L’Histoire de cette journée perd progressivement de sa signification avec les années. La journée devient une journée plus festive que militante. En Amérique du Nord, elle perd de son importance au détriment de la Fête du travail. Même l’Église catholique récupère cette fête dans les années 50 pour nommer St-Joseph le saint patron des pères de familles et des travailleurs. Remarquez cette attitude habituel de la religion de toujours exclure la femme. Alors que l’Islam est souvent pointé du doigt aujourd’hui, c’est tout de même un parti islamiste qui a reconnu en premier, dans le monde arabe, le 1er mai comme étant la fête des ouvriers. Pas de chance que ça arrive de si tôt dans un pays capitaliste!

Dans les dernières années, cette commémoration est reprise partout dans le monde plus souvent qu’autrement par des syndicats. Au Québec, elle revêt aujourd’hui une signification spéciale. Comme cette journée a souvent été pour les syndicats au Québec un occasion de revendiquer la hausse de salaire, depuis deux ans, avec les mouvements grandissant en Amérique du Nord qui poussent pour la revendication d’une hausse salariale à 15$/h, des organisations locales ont réussi à amener cette revendication l’ordre du jour dans les centrales syndicales et les syndicats locaux. La hausse à 15$ est devenue notre suite à la «journée de travail de 8 heures». Elle a eu écho au Québec jusque dans les partis politiques.

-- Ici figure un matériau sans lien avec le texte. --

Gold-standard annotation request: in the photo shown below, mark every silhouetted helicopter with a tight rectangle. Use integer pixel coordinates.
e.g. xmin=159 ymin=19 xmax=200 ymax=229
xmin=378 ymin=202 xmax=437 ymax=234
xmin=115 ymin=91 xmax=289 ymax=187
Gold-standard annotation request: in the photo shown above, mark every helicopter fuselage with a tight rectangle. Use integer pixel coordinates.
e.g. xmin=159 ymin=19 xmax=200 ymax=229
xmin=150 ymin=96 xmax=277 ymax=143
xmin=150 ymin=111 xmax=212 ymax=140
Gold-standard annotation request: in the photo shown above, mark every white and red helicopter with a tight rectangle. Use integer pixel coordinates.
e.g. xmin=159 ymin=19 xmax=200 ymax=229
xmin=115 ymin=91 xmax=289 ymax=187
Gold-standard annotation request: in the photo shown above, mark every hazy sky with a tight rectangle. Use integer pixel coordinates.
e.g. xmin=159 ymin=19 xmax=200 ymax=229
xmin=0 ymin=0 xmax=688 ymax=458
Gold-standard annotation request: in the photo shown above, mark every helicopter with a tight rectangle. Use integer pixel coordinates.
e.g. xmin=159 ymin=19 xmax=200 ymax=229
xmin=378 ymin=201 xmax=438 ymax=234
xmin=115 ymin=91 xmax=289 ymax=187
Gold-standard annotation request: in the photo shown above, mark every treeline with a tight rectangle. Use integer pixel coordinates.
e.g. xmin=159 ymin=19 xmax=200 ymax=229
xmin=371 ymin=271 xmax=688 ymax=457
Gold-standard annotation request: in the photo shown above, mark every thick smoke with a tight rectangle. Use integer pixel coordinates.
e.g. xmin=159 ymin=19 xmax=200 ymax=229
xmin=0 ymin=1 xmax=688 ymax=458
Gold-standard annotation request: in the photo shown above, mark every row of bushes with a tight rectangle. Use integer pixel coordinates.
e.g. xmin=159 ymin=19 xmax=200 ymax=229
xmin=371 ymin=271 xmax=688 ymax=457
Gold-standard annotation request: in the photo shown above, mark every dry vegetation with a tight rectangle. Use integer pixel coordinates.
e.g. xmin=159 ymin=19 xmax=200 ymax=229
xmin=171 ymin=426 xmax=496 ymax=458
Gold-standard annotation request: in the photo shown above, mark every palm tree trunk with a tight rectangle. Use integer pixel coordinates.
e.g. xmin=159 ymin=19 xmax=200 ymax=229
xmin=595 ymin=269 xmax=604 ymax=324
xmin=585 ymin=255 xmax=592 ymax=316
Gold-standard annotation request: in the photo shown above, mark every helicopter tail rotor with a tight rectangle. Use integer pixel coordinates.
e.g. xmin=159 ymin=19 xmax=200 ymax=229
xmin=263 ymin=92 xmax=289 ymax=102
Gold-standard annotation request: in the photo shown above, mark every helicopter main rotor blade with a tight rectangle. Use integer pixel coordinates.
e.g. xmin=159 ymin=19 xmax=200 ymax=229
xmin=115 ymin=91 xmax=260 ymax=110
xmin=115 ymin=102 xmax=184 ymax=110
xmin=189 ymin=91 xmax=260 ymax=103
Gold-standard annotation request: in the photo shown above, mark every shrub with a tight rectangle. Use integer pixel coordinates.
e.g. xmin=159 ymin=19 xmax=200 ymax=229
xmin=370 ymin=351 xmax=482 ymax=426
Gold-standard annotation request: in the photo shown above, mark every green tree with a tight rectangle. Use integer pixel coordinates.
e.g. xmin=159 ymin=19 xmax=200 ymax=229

Cette année, les syndicats qui organisent la marche du 1er mai ont décidé de mettre cette revendication comme thème principal. Donnons crédit à une des organisations actives sur le terrain, Alternative Socialiste, qui ont déjà côtoyé le RRQ sur le terrain il y a quelques années pour combattre le Réseau Liberté Québec à Montréal, pour leur acharnement sur cet enjeu, qui a fini par percer le filtre médiatique et politique. Nous sommes solidaires avec eux et nous enjoignons tous les gens à suivre leur contingent ce lundi au Parc Jean-Brillant à partir de 18h!

On continue le combat, parce que le combat du Québec libre est aussi une lutte de classe!